As atividades não se restringem aos dois prédios dos mercados, mas os feirantes se instalam também nas ruas adjacentes. Dentro e fora, são várias as feiras: existem os setores de carnes, peixes, queijos e requeijões, frutas e verduras, num outro setor estão pequenos restaurantes, adiante produtos de couro, tecidos, como redes, e a feira de panelas e cerâmica popular. Existem também os armazéns, lojas de fazenda, de quinquilharias como pulseiras, argolas, broches, anéis etc.

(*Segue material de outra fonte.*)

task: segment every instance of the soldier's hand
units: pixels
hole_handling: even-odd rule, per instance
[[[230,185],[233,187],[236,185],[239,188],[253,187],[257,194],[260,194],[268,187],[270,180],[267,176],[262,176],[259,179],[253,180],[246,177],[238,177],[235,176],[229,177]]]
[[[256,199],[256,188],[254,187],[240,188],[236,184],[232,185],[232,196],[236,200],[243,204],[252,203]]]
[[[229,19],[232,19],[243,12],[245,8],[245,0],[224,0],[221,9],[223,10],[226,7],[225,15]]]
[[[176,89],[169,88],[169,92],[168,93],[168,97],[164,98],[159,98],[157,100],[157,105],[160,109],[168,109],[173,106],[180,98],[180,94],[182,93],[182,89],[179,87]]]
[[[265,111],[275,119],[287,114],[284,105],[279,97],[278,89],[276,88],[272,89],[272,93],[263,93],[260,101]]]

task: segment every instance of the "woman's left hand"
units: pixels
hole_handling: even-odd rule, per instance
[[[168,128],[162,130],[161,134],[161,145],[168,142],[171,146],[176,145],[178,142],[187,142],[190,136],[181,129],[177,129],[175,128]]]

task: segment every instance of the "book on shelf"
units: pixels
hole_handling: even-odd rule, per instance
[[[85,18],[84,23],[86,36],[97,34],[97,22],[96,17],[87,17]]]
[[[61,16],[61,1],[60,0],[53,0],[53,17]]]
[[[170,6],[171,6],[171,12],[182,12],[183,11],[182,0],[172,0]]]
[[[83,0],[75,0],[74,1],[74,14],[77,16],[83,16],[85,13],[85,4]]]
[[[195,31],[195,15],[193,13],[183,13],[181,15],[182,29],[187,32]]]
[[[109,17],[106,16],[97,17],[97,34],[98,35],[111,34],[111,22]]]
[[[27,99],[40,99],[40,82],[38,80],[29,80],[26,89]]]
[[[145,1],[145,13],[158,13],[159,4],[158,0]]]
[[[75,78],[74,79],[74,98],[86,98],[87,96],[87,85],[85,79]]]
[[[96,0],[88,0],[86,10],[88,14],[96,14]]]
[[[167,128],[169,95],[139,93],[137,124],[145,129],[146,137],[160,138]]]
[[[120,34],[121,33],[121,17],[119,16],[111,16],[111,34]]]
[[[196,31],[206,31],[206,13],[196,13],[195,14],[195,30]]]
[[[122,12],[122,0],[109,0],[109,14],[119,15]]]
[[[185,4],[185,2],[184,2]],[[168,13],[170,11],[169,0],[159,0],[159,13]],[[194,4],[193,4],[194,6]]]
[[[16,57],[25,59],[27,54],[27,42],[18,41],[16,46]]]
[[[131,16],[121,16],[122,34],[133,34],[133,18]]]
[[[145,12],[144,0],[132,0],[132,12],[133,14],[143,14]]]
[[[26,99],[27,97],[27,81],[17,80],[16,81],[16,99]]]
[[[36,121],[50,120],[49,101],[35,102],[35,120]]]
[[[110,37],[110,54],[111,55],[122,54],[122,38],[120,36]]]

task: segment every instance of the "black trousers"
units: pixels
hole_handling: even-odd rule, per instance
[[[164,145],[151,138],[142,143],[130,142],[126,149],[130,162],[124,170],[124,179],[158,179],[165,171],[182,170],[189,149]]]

“Você verá as frutas da minha terra: os cajus, as graviolas, os melões, as mangabas, as melancias, as jaboticabas, as maçarandubas. Os caminhões de Lagarto e de Itabaiana trazem batatas e cebolas. Os praieiros trarão siris, peixes, aratus, camarões e caranguejos. (...) caminharemos pelas ruas do Mercado Modelo, ruas estreitas, formadas pelas pilhas e pelos sacos de cereais, ruas barulhentas e coloridas, ruas que evocam uma visão de cinema ou uma página de romance do médio oriente” (Cabral, op. cit., p. 90).

Nestas descrições ficam evidentes a condição de centralidade dos mercados e a intensa sociabilidade que eles abrigam. Qualquer mercado é sempre um lugar de encontro para diferentes tipos de pessoas, espaço para troca de idéias e informações. As trocas são especialmente sociais, não apenas comerciais:

“O barulho das conversas, dos pregões, do chiar dos fogareiros dos restaurantes, as cantigas dos cegos que pedem esmola, a voz de Marcelino Bitencourt recitando versos populares, os ajustes de preço, a reclamação da carestia e do cambio negro, as risadas, as pilhérias, os namoros, a exclamação de conhecidos que se encontram (...), artistas populares de Santo Amaro, de Riachuelo, de Itabaianinha, artistas que são os autênticos intérpretes da sensibilidade coletiva” (Cabral, op. cit., p. 90).